Há filmes que não saem da memória do público, há filmes que melhoram com o tempo, há filmes cuja importância é de fato reconhecida bem depois de seu lançamento. E há Um Homem com uma Câmera (1929), caso raro em que tudo isso parece pouco para definir sua dimensão histórica.
O longa "mudo" do russo Dziga Vertov (nascido em território hoje pertencente à Polônia) será exibido dentro da ótima programação cinéfila dominical da Fundação Iberê Camargo, às 16h deste dia 24/6, com entrada gratuita e trilha sonora composta especialmente para a ocasião e executada ao vivo por Vagner Cunha, com participação de Ernesto Fagundes. A sessão é imperdível: permite conhecer a obra que sintetiza um pensamento utópico em sua tentativa de reproduzir o real na tela, mas ao mesmo tempo exitoso à medida que escancara a emancipação da linguagem do cinema.

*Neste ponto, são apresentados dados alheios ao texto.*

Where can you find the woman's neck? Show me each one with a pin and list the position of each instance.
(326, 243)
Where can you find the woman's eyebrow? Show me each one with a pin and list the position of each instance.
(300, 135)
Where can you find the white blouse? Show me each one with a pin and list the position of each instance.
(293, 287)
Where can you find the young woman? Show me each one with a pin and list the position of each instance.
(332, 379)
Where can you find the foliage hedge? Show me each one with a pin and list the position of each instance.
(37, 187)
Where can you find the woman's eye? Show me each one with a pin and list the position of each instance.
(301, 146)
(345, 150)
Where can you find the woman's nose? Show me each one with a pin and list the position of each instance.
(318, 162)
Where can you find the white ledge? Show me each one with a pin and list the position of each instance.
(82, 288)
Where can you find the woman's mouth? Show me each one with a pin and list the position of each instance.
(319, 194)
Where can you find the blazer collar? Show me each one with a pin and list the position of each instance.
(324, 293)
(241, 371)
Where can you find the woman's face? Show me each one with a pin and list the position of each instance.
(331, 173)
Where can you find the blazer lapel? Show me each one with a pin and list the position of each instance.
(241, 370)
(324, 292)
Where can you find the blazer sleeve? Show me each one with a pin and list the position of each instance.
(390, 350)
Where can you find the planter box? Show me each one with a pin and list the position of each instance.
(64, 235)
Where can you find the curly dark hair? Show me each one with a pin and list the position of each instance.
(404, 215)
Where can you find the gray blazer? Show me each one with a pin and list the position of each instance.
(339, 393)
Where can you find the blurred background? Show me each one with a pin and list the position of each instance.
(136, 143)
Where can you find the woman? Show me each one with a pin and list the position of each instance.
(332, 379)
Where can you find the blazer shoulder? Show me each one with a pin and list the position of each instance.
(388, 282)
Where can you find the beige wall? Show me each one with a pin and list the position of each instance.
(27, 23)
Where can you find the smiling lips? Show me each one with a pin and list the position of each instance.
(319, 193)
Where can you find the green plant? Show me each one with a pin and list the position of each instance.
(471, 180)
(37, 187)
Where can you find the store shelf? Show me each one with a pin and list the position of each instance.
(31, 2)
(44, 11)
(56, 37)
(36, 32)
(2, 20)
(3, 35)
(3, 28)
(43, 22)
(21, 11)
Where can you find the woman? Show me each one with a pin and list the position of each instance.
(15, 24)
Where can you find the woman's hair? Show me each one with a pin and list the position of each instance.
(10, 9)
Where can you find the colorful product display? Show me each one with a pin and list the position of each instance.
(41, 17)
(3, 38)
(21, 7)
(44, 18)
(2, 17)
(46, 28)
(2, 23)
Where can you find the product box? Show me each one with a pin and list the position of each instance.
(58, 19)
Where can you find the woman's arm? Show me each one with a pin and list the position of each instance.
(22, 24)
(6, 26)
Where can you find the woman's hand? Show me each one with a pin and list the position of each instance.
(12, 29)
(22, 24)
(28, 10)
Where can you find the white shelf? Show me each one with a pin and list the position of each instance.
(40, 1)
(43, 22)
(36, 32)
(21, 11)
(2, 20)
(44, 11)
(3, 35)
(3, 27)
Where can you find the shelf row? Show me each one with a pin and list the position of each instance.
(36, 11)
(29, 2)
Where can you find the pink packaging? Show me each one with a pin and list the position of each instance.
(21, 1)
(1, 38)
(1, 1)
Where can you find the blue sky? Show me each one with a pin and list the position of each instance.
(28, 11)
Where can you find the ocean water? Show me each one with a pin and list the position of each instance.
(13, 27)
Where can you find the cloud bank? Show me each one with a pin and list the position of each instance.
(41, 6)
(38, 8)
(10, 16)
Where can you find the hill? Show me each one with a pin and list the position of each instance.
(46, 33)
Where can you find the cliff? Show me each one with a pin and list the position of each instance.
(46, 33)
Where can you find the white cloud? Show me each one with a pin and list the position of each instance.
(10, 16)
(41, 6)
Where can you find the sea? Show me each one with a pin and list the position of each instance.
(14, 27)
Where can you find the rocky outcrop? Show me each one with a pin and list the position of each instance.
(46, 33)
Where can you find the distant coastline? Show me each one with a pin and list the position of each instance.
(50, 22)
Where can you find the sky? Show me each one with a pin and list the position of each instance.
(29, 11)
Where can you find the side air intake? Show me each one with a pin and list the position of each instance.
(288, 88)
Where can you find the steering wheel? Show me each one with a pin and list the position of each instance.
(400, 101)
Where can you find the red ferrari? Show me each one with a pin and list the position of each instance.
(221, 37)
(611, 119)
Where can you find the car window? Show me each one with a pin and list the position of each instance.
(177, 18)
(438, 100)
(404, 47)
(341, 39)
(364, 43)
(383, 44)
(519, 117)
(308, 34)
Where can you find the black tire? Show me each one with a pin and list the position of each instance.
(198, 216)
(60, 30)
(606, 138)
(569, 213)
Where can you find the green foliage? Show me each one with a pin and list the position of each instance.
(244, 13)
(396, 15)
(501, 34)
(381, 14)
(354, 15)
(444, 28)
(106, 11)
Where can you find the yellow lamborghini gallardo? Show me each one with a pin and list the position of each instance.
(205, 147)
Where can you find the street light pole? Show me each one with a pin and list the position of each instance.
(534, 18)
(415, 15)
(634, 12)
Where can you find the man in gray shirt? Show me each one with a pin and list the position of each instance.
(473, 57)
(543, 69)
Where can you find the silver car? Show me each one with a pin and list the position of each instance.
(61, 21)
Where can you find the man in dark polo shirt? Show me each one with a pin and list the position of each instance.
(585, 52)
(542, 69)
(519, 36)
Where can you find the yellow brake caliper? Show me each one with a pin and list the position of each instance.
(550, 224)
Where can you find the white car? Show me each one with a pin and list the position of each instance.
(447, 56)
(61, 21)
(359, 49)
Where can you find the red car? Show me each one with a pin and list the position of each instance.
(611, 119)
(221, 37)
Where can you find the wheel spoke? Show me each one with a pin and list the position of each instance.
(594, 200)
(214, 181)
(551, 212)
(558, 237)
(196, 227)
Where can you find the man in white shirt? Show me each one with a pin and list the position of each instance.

Um Homem com uma Câmera se inicia deixando claro essa intenção, com letreiros que avisam tratar-se de uma proposta que se afasta definitivamente do teatro e da literatura, inclusive "sem uma história" e "sem as cartelas" que costuravam as narrativas dos filmes então sem diálogo. Seguem-se variadas imagens da vida na União Soviética, algumas delas costuradas por meio de ousadias para a época, como as sobreposições e os cortes muito rápidos.
A complexidade da proposta se deixa ver mesmo pela sucessão entre os planos que representam o olhar do espectador e aqueles que mostram "um homem com uma câmera" em meio ao cenário – ora vê-se um registro do real, ora como este foi capturado.
O cinema é o real, porém, em outra dimensão – revelada pelo olho maquínico da câmera. Essa é a base sobre a qual se sustenta não só a teoria documental (à qual Vertov, criador da expressão cinema verdade, é usualmente associado), mas o cinema como um todo, em sua capacidade inigualável de criar realidades.
É como se Vertov reunisse, nesse seu filme-manifesto, todas as vertentes teóricas dos primórdios da linguagem – do frisson e da fotogenia observados por Delluc à capacidade inventiva que deu status de arte aos filmes, conforme Canudo, passando inclusive pela teoria da montagem de Eisenstein, apontado como seu desafeto.
Vertov subverteu ideias de Eisenstein, paradoxalmente, aproximando-se da vida cotidiana soviética e fazendo uso de um encadeamento experimental de imagens.
Não é esse jogo entre o real e a sua representação, entre o registro mais cru e a fantasia, um dos segredos da magia do cinema?